Quería arrojárselos a la cara a Oberon, pues no permitía que no
cumpliese su trabajo.
El Taltos se había escabullido hasta
su dormitorio. Allí estaba Miravelle recostada leyendo una revista
de moda y complementos. Su otra hermana, mucho más salvaje, había
ido al campo de tiro y aún no estaba de regreso. Lorkyn vivía
apartada de ambos, llevaba la administración y las subvenciones. No
quería trato con otros. Miravelle era recepcionista. Ella no quería
trabajo pesado con informes, pero sí atender a otros. Tan distintas
y tan deseables.
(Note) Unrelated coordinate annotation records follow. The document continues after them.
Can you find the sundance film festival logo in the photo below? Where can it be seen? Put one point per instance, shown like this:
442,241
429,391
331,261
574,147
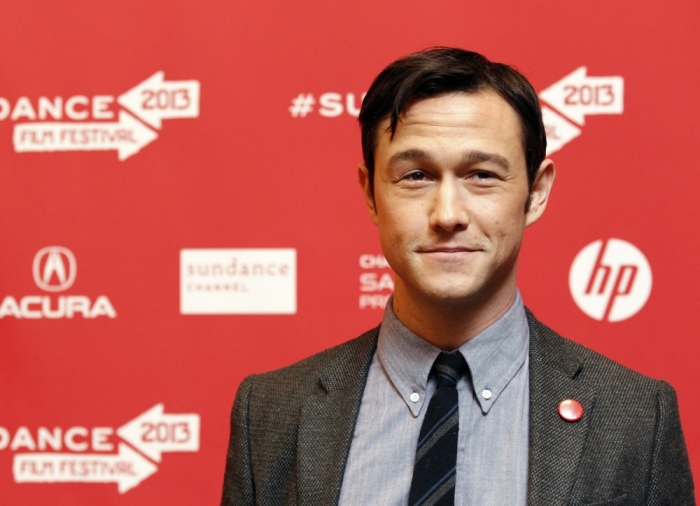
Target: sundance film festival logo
54,269
238,281
97,123
82,454
610,280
Oberon había huido para sentir los brazos de su
hermana, la cama bajo su cuerpo y la sensación placentera de al fin,
pese a todo, descansar. Pero Rowan iba hacia allí dispuesta a que
siguiese trabajando. Tras ella iba Michael.
—Puede hacerlo más
tarde...—murmuraba con las manos metidas en los bolsillos de su
chaqueta.
Ella se giró ligeramente, para tomar
contacto visual con Michael, frunciendo el ceño con desaprobación.
Acabó tomando una pluma del bolsillo de su bata, las cuales a penas
se veían en el bolsillo, y se dirigió hacia la habitación del
joven macho Taltos.
Los pasillos parecían interminables,
pero pronto llegaron a la planta indicada y la puerta tras la que se
encontraba Oberon junto a Miravelle. Ambos estaban tumbados en la
cama disfrutando del silencio y del aroma que desprendían. De
inmediato abrieron la puerta y cuando, Oberon, la vio aparecer gruñó
bajo. Estaba en los brazos de su hermana, siendo besado y consentido.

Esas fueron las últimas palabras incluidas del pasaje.